I want people of character and courage. There don’t seem to be too may of them around any more, at least among our elected officials.
As an electorate, we probably have only ourselves to blame. When someone running for office had the audacity to tell the truth, we pilloried them. I’m thinking here of national figures like Edmund Muskie and Thomas Eagleton, but I suspect local examples abound as well.
What I don’t want are the sort of people we have in office now, people who are afraid to make the hard decisions. Instead, the elect to send the to “the voters,” a singularly ignorant bunch of consumers who, it appears, can be easily swayed by political rhetoric and a NIMBY attitude–“If it doesn’t have a negatice impact on me, I’m all for it whether it makes any sense or not.”
My ballot has two measures on it (actually three, but one is local and so non-controversial as to be ignored). These two measures have in common that they can be presented in language so distorted as to be downright deceptive. One is an attempt to circumvent the clearly expressed will of the people of the state of Oregon, clearly expressed in not one but two elections.

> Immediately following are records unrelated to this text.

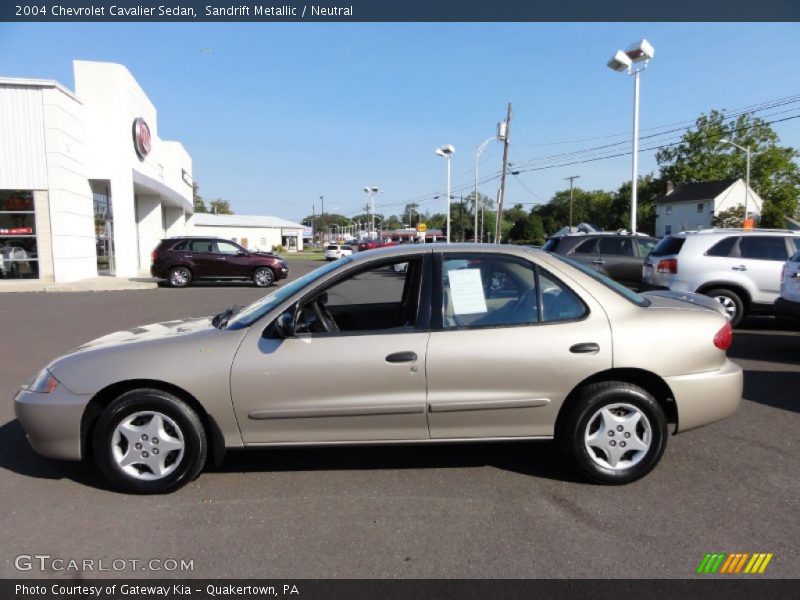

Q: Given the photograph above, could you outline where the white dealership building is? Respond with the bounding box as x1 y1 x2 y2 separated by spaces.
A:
0 61 193 282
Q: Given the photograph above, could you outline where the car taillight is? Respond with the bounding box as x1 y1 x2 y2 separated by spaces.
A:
656 258 678 275
714 323 733 350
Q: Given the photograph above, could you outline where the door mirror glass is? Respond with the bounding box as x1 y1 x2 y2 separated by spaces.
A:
274 312 294 340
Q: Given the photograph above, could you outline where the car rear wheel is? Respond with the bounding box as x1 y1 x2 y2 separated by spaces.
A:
92 389 208 494
557 381 667 484
704 288 744 327
169 267 192 287
253 267 275 287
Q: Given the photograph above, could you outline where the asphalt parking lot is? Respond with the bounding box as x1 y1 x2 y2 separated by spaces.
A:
0 262 800 578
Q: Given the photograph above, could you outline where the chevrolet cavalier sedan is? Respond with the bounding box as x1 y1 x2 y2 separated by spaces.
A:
15 244 742 493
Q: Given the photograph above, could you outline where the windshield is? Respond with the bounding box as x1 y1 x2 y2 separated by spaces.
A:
227 258 353 329
550 254 650 306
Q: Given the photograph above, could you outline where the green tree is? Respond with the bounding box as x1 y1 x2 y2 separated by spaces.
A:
656 110 800 227
208 198 233 215
711 204 744 227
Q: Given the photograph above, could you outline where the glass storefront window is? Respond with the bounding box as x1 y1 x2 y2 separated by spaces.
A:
92 186 115 275
0 190 39 279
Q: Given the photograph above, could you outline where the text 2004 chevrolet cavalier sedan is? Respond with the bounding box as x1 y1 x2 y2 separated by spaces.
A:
15 245 742 493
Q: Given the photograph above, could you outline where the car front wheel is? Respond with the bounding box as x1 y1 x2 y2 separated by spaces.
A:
253 267 275 287
92 389 208 494
557 381 667 484
169 267 192 287
704 289 744 327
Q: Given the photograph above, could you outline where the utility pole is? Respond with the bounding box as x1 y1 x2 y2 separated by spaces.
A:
494 102 511 244
564 175 580 233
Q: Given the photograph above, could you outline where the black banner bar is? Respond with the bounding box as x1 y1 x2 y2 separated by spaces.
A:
0 0 800 22
0 575 798 600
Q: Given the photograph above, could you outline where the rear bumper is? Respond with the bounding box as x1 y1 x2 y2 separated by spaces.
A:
14 384 91 460
772 298 800 321
664 360 743 432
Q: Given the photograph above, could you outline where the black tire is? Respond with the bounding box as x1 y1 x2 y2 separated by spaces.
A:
703 288 744 327
167 267 192 288
556 381 667 485
253 267 275 287
92 389 208 494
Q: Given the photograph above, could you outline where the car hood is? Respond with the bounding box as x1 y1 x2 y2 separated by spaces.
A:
72 316 216 353
642 290 726 317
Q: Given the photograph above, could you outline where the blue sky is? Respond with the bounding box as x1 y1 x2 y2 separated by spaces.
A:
0 23 800 220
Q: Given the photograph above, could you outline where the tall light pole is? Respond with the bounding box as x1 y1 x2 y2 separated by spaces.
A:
720 138 750 225
608 40 655 233
436 144 456 244
473 135 497 242
362 185 380 235
564 175 580 233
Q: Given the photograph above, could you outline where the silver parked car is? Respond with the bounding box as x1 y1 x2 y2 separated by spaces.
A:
15 244 742 493
642 229 800 327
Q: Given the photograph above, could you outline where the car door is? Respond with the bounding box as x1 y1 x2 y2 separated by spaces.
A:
731 235 794 303
231 255 430 444
427 253 612 439
185 239 218 278
215 240 253 277
597 235 642 287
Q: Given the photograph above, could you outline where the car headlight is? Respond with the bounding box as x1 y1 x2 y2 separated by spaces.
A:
28 369 59 394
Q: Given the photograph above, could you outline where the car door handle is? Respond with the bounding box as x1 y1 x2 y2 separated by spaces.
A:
569 342 600 354
386 352 417 363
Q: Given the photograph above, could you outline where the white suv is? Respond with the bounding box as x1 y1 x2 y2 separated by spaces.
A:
642 229 800 325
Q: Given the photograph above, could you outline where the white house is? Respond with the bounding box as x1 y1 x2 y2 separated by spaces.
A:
186 213 306 252
655 179 762 237
0 61 194 282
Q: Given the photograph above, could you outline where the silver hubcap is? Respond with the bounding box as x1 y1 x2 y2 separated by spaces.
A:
256 269 272 285
714 296 736 320
111 411 184 481
171 269 189 285
583 403 653 471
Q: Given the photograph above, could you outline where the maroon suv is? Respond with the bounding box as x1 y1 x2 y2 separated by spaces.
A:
150 237 289 287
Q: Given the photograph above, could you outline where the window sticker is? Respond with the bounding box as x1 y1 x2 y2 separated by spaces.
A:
448 269 486 315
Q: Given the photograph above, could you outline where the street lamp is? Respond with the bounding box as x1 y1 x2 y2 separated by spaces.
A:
719 138 750 225
608 40 655 233
436 144 456 244
476 136 496 242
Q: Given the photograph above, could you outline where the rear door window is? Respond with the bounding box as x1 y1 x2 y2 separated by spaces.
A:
572 240 597 254
706 236 738 256
189 240 214 252
739 235 789 261
650 235 686 256
598 237 633 256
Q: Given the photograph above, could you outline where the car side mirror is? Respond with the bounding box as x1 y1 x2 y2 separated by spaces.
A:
274 312 294 340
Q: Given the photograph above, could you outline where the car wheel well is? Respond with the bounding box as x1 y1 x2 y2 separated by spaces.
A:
555 369 678 436
81 379 225 465
697 282 752 310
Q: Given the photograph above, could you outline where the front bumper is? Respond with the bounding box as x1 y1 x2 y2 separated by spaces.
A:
664 360 744 432
14 384 91 460
773 298 800 321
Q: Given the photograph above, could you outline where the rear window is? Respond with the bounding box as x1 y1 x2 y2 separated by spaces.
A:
706 236 737 256
650 235 686 256
542 238 558 252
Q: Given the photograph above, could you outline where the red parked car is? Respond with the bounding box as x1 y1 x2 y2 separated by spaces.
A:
150 237 289 287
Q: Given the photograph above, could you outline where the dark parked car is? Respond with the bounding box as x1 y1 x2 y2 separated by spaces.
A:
150 237 289 287
542 232 658 289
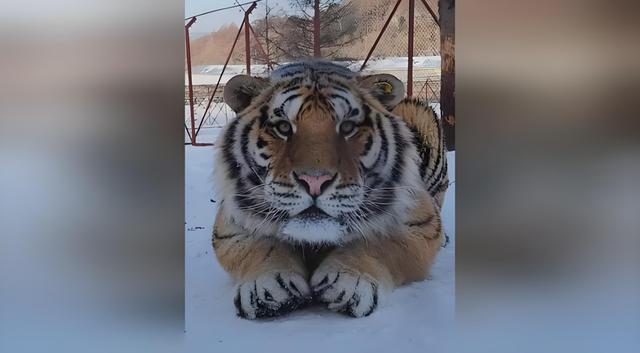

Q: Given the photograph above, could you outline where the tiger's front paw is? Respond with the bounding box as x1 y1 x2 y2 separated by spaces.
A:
311 271 380 317
234 272 312 319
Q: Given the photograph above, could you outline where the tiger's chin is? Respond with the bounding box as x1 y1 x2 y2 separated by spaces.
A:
282 206 347 244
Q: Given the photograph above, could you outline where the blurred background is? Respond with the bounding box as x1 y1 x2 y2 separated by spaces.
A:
0 0 640 352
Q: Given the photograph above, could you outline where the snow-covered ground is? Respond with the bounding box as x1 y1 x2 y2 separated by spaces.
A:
185 118 455 353
184 56 440 86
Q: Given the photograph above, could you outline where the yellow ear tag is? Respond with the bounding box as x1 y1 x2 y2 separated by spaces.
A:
376 81 393 94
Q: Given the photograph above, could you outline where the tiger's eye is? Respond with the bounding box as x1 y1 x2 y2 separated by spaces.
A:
276 121 292 136
340 121 356 136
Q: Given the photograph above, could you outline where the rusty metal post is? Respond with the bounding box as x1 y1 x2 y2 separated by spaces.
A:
407 0 416 97
196 18 246 134
244 11 251 75
249 24 271 67
422 0 440 27
438 0 456 151
184 17 196 145
359 0 402 71
313 0 320 58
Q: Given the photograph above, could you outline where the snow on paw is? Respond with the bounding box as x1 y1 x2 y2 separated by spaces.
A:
311 271 380 317
234 272 311 319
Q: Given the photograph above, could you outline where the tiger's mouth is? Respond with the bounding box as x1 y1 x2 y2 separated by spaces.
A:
282 205 347 244
295 205 333 222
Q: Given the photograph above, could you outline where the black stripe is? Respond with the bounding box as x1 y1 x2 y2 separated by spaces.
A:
222 118 240 179
405 214 434 227
260 105 269 128
256 136 268 148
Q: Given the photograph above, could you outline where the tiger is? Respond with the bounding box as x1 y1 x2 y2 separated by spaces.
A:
212 60 448 319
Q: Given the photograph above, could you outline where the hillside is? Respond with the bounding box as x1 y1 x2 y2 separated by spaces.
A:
191 0 440 66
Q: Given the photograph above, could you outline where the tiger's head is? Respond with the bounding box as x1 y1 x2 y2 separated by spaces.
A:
215 61 422 244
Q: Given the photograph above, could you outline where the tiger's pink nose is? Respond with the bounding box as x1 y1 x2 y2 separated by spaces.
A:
298 174 333 196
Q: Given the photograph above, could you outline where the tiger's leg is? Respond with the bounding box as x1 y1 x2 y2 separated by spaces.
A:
311 191 443 317
213 208 311 319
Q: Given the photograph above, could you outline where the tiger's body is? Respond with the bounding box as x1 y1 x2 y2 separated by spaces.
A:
213 61 448 318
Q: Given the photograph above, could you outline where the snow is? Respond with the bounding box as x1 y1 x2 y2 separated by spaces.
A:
185 109 455 353
184 56 440 86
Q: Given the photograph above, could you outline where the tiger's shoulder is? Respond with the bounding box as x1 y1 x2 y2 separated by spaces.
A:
392 98 449 207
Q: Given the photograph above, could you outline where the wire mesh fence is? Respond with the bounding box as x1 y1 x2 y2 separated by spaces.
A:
185 0 440 142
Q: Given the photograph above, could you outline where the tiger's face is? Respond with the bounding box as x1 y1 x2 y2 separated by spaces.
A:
218 62 419 243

It truly is, as opponents have advertised, a “wolf in sheep’s clothing.” Measure 49 will probably pass because the majority of the people who will be voting on it are too lazy to read the entire measure and too ignorant to understand what it really says if they did.
Measure 50 is another animal altogether. It’s a blatant attempt to raise taxes by assessing a minority too small to obstruct it: smokers. But it is an absolutely immoral and irrational approach to goverment and to government financing.
The Oregonian supports both measures. I don’t know if the editorial staff is that dumb or if they have been co-opted somehow. But I’m disgusted, thoroughly.
This, of course, is only part of the problem. I’ve wondered for years how people elected to do the most important business of the republic could be so caught up in sexual peccadilloes and fantasies that they could ignore the business of the government to address moral issues. If Larry Craig is not fit to represent Idaho, it seems to me that this is a decision for the people of Idaho, not the U. S. Senate. Focusing on scandal is a way of ignoring the important things that need to be done.
This is the end of this rant. I can’t fix these things, any more than Tiresias could protect Oedipus from his fatal flaws. But I think I feel better for having vented.